By PAUL A. BARRA
LEXINGTON —Based on information divulged at the Midlands District Councils quarterly meeting on April 27, Americans ought to be holding up the Society of St. Vincent de Paul as the standard for an efficient charity. Vincentians in the seven Midlands conferences will give away about $180,000 in cash on their charitable work this year, not counting thousands of unpaid labor hours; they will spend less than $1,100 on operational expenses.
That comes out to 0.6 percent, compared to about 20 percent for other charities. SVdP in South Carolina is staffed entirely by volunteers.
“We do it because we want to,” said Tom Serra, district president. “We don’t need to get paid.”
The society is a Catholic lay organization that has as its stated mission the spiritual growth of its members through “offering person-to-person service to those who are needy and suffering ….” The Vincentians in the Diocese of Charleston visit shut-ins and patients in mental hospitals, hold regular events at nursing homes, collect food and supplies for migrants and the homeless and feed them; they help people with rent payments and electric bills. The Our Lady of the Hills conference collected and spent more than $4,000 on a migrant girl’s dental bills last month. President Sherry Marshall found the parishioner response to their plea for money “overwhelming.”
Although Serra said that historically about 97 percent of the people the St. Vincent de Paul helps are non-Catholics, sometimes that fact itself pays serendipitous dividends. Cleo A. Hoover, president of the host parish conference at Corpus Christi Church, told the story of one family that fell on hard times and appealed for help.
“We had one couple who came into the Catholic Church because the St. Vincent de Paul society helped them when they were in a family crisis. They couldn’t get assistance anywhere else, and we don’t ask questions about their faith. Afterwards, they went to RCIA and became Catholics,” Hoover said.

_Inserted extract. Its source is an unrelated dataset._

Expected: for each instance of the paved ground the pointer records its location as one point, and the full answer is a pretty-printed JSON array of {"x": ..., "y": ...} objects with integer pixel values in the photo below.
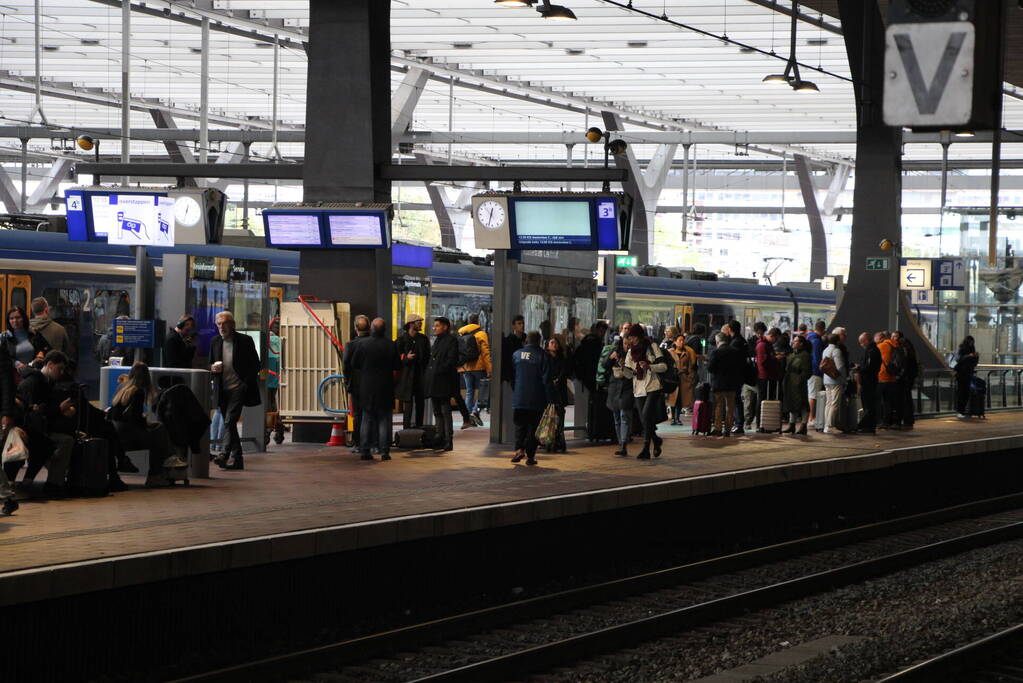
[{"x": 296, "y": 487}]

The actual number of active Vincentians in South Carolina is small, less than 150 in the entire Midlands area. Many people come to meetings and help for a while, especially following ministry fairs at parishes, according to the conference presidents, but most do not stay active for long. It requires more of a commitment than most can afford to make. Although all the presidents agreed that manpower is their greatest need, it does not slow their efforts.
“We don’t fret about it. We really believe this is a special calling,” said Paulette Campbell-Miller, president of the St. Peter’s Conference in Columbia.
District Council Treasurer David Mullaney of St. Joseph in Columbia agreed: “It must be a calling, because right now I’m missing my son’s soccer game. There is just a greater good in what we’re doing.”
Other Midlands presidents are Mitch Michaelis of St. Joseph, Dennis Simmons of St. Mary Help of Christians in Aiken, Donna Willis of St. Anne in Rock Hill and Maryanne Genus of St. Philip Neri in Fort Mill.